Ermittelte Windpotenzialflächen

 

Bei der Ermittlung der Potenzialflächen für die Windenergienutzung und bei der Berechnung des sich ergebenden möglichen Energieertrags wurde in Anlehnung an, aber nicht deckungsgleich mit dem Windenergieerlass ein umfangreicher Kriterienkatalog angewendet. Etwa 2,9 Millionen ha, dies entspricht 82 % der Landesfläche, sind für die Windenergienutzung – alleine aus Gründen der Flächennutzung – überwiegend ungeeignet. Jedoch sind nicht alle wünschenswerten Informationen landesweit und aktuell verfügbar bzw. quantifizierbar oder bedürften einer detaillierten orts- und fallbezogenen Prüfung.
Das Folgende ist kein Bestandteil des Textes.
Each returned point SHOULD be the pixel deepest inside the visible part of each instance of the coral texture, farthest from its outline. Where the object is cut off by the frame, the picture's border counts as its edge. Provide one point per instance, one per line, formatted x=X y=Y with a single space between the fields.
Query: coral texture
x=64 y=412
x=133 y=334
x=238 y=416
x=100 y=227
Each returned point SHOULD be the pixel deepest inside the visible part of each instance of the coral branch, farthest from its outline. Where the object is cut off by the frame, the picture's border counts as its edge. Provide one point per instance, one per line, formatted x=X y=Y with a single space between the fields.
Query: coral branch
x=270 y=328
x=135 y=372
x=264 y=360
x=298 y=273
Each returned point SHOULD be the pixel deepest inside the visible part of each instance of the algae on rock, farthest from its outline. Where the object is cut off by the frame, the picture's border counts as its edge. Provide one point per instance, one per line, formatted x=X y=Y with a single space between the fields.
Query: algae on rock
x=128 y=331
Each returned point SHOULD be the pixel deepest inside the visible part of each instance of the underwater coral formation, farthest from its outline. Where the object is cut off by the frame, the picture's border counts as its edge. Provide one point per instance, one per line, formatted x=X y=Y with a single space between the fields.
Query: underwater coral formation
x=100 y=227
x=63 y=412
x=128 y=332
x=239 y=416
Zwecknotwendigerweise beruhen der Energieatlas und seine kartographische Übersichtsdarstellungen somit teils auf Vereinfachungen.
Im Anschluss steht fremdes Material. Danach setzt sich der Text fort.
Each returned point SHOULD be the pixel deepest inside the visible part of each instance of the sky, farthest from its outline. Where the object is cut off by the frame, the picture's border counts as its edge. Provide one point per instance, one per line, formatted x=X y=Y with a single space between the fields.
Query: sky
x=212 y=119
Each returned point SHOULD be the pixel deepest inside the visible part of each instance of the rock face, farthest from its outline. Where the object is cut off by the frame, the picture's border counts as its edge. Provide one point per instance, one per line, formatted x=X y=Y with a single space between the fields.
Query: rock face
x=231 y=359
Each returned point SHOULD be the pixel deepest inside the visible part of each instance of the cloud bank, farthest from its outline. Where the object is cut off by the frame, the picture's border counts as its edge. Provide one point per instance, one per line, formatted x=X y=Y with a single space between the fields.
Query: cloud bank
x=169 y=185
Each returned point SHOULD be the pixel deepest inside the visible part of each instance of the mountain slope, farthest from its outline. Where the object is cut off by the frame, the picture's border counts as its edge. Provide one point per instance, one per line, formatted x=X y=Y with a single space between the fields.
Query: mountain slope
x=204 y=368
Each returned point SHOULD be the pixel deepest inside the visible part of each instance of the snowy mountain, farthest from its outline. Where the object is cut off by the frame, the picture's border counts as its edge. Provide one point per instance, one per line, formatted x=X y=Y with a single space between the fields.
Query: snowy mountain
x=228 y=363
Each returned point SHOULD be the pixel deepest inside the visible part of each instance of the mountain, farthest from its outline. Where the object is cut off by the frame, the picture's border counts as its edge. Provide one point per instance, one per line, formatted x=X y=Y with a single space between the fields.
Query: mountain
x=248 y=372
Unter anderem konnten folgende Kriterien, die bei der Planung von Windenergieanlagen eine Rolle spielen, bei der Potenzialermittlung nicht herangezogen werden: die geplanten Bauflächen, das Landschaftsbild und der Denkmalschutz, regionalplanerische Festlegungen (z. B. Grünzüge), der nicht-gebietsbezogene Artenschutz, der Generalwildwegeplan, Bodenschutzwälder, Erholungswälder mit Rechtsverordnung, militärischen Restriktionen sowie der behördliche und private Richtfunk. Naturparke wurden lediglich entsprechend der z. T. überlagernden Schutzgebietsregelungen berücksichtigt.

 

Die Karte zeigt Flächen, die sowohl hinsichtlich rechtlicher Nutzung als auch hinsichtlich ihrer Windhöffigkeit für Windenergie geeignet oder bedingt geeignet sind.

Dabei wird unterschieden in:

  • Überwiegend geeignete Fläche (dunkelgrün): Potenzialflächen mit einer mittleren Windgeschwindigkeit von mindestens 6,0 m/s in 140 m Höhe über Grund ohne bekannte Einschränkungen bezüglich der Flächennutzung
  • Bezüglich Nutzung bedingt geeignete Fläche (orange): Potenzialflächen mit bekannten Einschränkungen bezüglich der Flächennutzung und einer mittleren Windgeschwindigkeit von mindestens 6,0 m/s in 140 m Höhe über Grund
  • Bezüglich Wind bedingt geeignete Fläche (hellgrün): Potenzialflächen mit einer mittleren Windgeschwindigkeit von mehr als 5,5 und weniger als 6,0 m/s in 140 m Höhe über Grund ohne bekannte Einschränkungen bezüglich der Flächennutzung
  • Bezüglich Wind und Nutzung bedingt geeignete Fläche (gelb):  Potenzialflächen mit bekannten Einschränkungen bezüglich der Flächennutzung und einer mittleren Windgeschwindigkeit von mehr als 5,5 und weniger als 6,0 m/s in 140 m Höhe über Grund
 

Die Karte "Ermittelte Windpotenzialflächen" stellt das Ergebnis aus einer Überlagerung (Verschneidung) der "Flächeneignung bezüglich Nutzung" mit der "Windhöffigkeit" dar. Beide Ebenen sind im Erweiterten Daten- und Kartendienst Energieatlas der LUBW einsehbar.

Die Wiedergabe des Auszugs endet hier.